The head of AHIP sat down with a senator and 3 health care executives for a conversation about payment and access issues at the organization's 2021 Institute and Expo Online.
Earlier this month, a group of bipartisan senators introduced the Telemental Health Care Access Act of 2021, which seeks to allow Medicare beneficiaries to have direct access to mental health care through telehealth. One of those senators spoke at this week’s AHIP meeting about that and other issues, along with 3 health care executives.
At the AHIP 2021 Institute and Expo Online, AHIP CEO Matt Eyles spoke with Senator Bill Cassidy, MD, R-Louisiana, who introduced the telehealth bill along with fellow Republican John Thune, South Dakota, and Democrats Tina Smith, Minnesota, and Ben Cardin, Maryland.
Last year’s appropriations package permanently expanded access for Medicare patients to be treated in their home and other sites for mental health services by removing geographic restrictions, but instead required that an individual would have to be seen in person within 6 months when using telehealth for mental health care.

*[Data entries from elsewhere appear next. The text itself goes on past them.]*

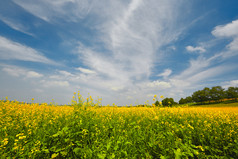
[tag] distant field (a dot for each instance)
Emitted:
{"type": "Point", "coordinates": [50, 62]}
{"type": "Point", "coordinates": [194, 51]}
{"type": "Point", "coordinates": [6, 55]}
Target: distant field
{"type": "Point", "coordinates": [44, 131]}
{"type": "Point", "coordinates": [219, 105]}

Eyles asked about future prospects for lowering the cost of care through telehealth or by shifting to care at home or in the community, and Cassidy mentioned another bipartisan bill, the Connected Maternal Online Monitoring Services (MOM) Act, which would require CMS to provide coverage recommendations for remote monitoring in pregnant women who may be at risk of complications.
“Our nation has too high a rate of maternal mortality,” said Cassidy.
Referencing last week’s Supreme Court decision about the Affordable Care Act, Eyles also asked Cassidy about the prospect of other Congressional actions related to health care coverage.
“Well clearly, the American relief plan increased the subsidy for people on the exchanges, reducing out-of-pocket expenditure to zero or near zero for a whole fraction of folks,” said Cassidy, referring to the $1.9 trillion American Rescue Plan (ARP), which he and others in his party did not support.
However, the subsidies that lower premiums for plans bought on the exchange expire in 2 years. President Joe Biden’s budget proposal seeks to make premium tax credit expansion permanent; in addition, the administration has included permanent relief in another mammoth piece of legislation, the American Families Plan.
Cassidy claimed Democrats will have to do that under the reconciliation process.
“Republicans are concerned that, right now, Medicare is going bankrupt in 6 or 7 years, so you're about to add new people to it,” he said. Cassidy was apparently referring to the Medicare Hospital Insurance trust fund, out of which hospital benefits are paid under Part A; a recent Kaiser Family Foundation analysis noted that although the Congressional Budget Office has estimated that the fund could be deleted by 2026, lawmakers have not allowed that to happen during the program’s history.
In a separate discussion, Eyles spoke with Jaewon Ryu, MD, JD, president and CEO, Geisinger; Ramona Sequeira, president, Takeda US Business Unit and Global Portfolio Commercialization; and Vivian S. Lee, MD, PhD, MBA, president, Verily Health Platforms, the digital health company owned by Alphabet, the parent company of Google.
Even as digital health expands, payment should still be paid based on “pay for performance,” Lee said.
“I think there's a huge opportunity for digital health and for the payers to set this expectation that digital health not be pay-for-click,” she said.
Ryu said lowering costs also means recognizing that “one size does not fit all when it comes to how do you deliver care,” citing, as one example, the Geisinger at Home Medicare Advantage program.